The latest credit conditions survey from the Bank of England shows 60,518 new mortgages written in November 2009, the highest number of loans made to individuals in one month since March 2008.
November's total net lending to individuals secured on dwellings rose by £1.5billion, a 4.85 per cent on October's lending of £1.1billion, and more than double the previous six month average of £0.7billion.
Commenting on the rise in mortgages, Oliver Gilmartin, senior economist at the Royal Institute of Chartered Surveyors (RICS), said that the Bank of England's figures support RICS' view that there is "increasing momentum" in the housing market, and that this will drive an increase in house prices this year.
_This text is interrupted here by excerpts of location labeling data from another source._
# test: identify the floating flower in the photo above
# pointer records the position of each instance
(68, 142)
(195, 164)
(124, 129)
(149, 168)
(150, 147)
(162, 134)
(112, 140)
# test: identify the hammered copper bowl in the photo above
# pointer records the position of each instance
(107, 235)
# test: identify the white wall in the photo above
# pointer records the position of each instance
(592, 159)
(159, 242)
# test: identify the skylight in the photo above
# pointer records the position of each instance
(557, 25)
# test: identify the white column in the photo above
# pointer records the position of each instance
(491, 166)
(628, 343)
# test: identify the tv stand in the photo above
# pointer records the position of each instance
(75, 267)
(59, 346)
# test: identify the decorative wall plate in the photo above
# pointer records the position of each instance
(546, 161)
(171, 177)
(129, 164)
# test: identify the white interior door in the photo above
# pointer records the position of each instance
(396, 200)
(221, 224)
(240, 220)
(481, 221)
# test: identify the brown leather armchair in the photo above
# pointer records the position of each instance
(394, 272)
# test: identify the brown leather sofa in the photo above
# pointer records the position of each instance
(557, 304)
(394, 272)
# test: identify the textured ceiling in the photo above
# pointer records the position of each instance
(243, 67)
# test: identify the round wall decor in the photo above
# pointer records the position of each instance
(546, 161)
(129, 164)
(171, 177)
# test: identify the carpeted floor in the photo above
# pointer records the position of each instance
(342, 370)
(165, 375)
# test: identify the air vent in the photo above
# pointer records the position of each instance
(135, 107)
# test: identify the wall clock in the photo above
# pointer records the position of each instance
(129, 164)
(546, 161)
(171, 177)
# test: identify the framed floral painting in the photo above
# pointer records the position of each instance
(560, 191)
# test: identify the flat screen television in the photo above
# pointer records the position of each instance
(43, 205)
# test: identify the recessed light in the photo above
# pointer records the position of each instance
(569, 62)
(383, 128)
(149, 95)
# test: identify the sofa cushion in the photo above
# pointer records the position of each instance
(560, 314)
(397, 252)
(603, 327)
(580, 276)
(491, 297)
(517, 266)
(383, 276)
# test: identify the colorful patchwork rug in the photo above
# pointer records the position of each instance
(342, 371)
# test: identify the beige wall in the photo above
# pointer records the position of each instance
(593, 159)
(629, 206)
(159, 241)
"Mortgage approvals have now been rising consistently for a year" he said, and the Bank of England's survey suggests "a gradual improvement in the lending environment over the coming months."
But Mr Gilmartin is wary of the consequences of a buoyant housing market, which he says will inevitably push up interest rates towards the second half of the year, and subsequently the cost of mortgages for borrowers.
He warned that even small increases in the base rate could cause significant rises in monthly repayments for those borrowers who opted for tracker mortgages, which have seen a drastic rise in popularity as homebuyers have sacrificed the security of fixed rate deals to cash in as interest rates languish at record lows.